Without robust air quality monitoring in regions like the Permian Basin and the Eagle Ford, it’s difficult to tie specific industrial activities to specific health outcomes. Johnston and her colleagues used satellite data to count nightly flares near residential homes instead of relying on questionable self-reported emissions data from the industry. The Texas Oil and Gas Association, a major lobbying group, has already tried to discredit the most recent study because researchers could not pinpoint air quality data. Todd Staples, the association’s president, said in a statement that the researchers used “proximity as a surrogate for exposure,” and that the study’s claims were “unsubstantiated.”
While it’s notoriously difficult to carry out public health studies like this one, its findings are in line with the vast majority of peer reviewed research on the health effects of fracking near residential areas. If anything, some environmentalists say the newest study is proof that more research on the topic is needed.
“There’s a huge gap between what we think we know and what’s being measured,” says Virginia Palacios, a clean air consultant with the environmental organization Green Latinos. “It’s been easy for people to look away from this, not knowing the impacts.” The study is also one of the first public health studies showing disproportionate environmental and health impacts on communities of color in the Eagle Ford.
In denser, urban areas like the Houston Ship Channel, or coastal cities like Beaumont and Port Arthur, Black and Latinx communities have historically been segregated and redlined into the neighborhoods closest to oil refineries and petrochemical plants. It’s well documented that these communities have higher rates of asthma and cancer because of the proximity to industrial pollution.

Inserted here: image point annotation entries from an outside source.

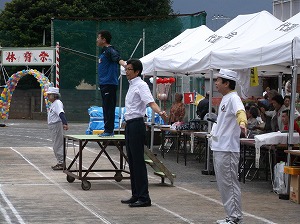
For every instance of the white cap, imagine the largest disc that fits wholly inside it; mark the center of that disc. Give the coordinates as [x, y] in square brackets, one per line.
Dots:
[53, 90]
[228, 74]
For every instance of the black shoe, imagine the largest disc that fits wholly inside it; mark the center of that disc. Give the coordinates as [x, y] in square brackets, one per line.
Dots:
[140, 204]
[129, 201]
[58, 166]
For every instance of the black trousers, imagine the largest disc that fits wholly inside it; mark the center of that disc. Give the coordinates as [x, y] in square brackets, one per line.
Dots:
[135, 133]
[109, 100]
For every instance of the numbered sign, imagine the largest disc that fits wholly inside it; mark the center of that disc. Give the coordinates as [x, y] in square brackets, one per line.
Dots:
[189, 98]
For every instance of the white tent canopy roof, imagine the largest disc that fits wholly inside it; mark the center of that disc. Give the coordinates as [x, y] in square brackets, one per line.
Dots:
[181, 41]
[234, 34]
[280, 46]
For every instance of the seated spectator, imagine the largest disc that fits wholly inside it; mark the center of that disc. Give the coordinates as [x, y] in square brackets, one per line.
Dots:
[287, 104]
[268, 112]
[276, 121]
[255, 123]
[285, 120]
[177, 111]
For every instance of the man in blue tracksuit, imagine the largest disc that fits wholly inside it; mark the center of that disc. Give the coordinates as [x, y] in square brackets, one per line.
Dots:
[108, 70]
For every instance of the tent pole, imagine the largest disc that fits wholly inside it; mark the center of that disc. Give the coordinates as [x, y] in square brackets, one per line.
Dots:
[207, 170]
[211, 82]
[120, 100]
[292, 115]
[280, 83]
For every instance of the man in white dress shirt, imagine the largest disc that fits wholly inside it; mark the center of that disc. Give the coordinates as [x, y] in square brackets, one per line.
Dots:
[226, 145]
[136, 101]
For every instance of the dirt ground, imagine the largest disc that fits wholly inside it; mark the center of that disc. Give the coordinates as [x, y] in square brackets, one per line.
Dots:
[31, 192]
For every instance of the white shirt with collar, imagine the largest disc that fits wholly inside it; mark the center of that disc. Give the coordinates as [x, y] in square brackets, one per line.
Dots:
[226, 133]
[137, 98]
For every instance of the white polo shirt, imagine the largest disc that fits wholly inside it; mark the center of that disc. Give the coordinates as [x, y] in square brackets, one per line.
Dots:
[137, 98]
[55, 109]
[226, 133]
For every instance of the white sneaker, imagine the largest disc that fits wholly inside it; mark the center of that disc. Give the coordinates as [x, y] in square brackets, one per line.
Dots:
[228, 221]
[222, 220]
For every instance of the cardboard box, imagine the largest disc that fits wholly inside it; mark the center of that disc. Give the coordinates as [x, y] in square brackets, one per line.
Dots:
[97, 132]
[295, 188]
[293, 170]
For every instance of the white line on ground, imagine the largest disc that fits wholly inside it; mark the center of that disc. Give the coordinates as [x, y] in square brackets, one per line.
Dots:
[64, 190]
[200, 195]
[12, 208]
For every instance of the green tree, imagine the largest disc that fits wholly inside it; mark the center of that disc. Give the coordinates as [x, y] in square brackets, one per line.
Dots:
[24, 22]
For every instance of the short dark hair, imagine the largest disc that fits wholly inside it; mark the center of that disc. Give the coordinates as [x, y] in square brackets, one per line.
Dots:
[254, 111]
[231, 83]
[286, 112]
[105, 34]
[136, 65]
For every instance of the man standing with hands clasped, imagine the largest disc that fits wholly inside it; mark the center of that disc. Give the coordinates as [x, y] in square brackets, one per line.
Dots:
[57, 122]
[225, 144]
[108, 72]
[137, 98]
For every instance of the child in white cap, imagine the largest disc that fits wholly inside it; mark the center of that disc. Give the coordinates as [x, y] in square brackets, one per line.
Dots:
[225, 144]
[57, 122]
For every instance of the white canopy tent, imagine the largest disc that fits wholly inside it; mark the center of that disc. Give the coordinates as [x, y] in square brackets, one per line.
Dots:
[185, 56]
[235, 33]
[279, 47]
[183, 40]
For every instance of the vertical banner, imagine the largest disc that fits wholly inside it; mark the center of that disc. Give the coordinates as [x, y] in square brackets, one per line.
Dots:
[254, 77]
[189, 98]
[57, 65]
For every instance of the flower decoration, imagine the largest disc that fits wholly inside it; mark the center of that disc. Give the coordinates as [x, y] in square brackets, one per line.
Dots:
[11, 84]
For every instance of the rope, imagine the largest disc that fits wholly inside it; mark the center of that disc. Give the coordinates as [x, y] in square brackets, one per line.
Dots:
[80, 53]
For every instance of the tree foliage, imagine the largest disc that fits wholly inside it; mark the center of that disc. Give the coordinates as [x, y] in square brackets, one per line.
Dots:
[23, 22]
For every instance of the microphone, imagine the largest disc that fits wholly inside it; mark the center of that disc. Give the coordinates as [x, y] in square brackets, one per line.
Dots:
[211, 120]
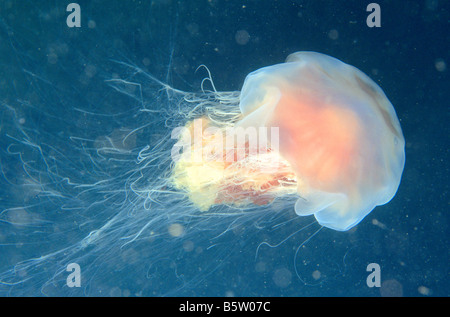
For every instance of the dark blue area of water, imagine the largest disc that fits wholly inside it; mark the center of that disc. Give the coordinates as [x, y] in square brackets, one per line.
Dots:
[56, 80]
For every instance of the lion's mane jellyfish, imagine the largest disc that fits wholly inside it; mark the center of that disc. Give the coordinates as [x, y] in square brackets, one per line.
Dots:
[312, 126]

But in the rural counties where that oil and gas is extracted, it’s less clear what the full extent of the health impacts are, let alone what’s causing racial discrepancies. While this most recent study found that pregnant Latina women lived closer to more flares than white women, the authors also controlled for a variety of factors, like access to health insurance and adequate prenatal care, that could have influenced the outcomes. Even with those socio-economic factors, the link between flaring and preterm births was significant.
“The troubling thing is, we have to be impacted before [state agencies] will do anything,” Palacios says. “But we shouldn’t need a zillion more studies before we proactively protect people.”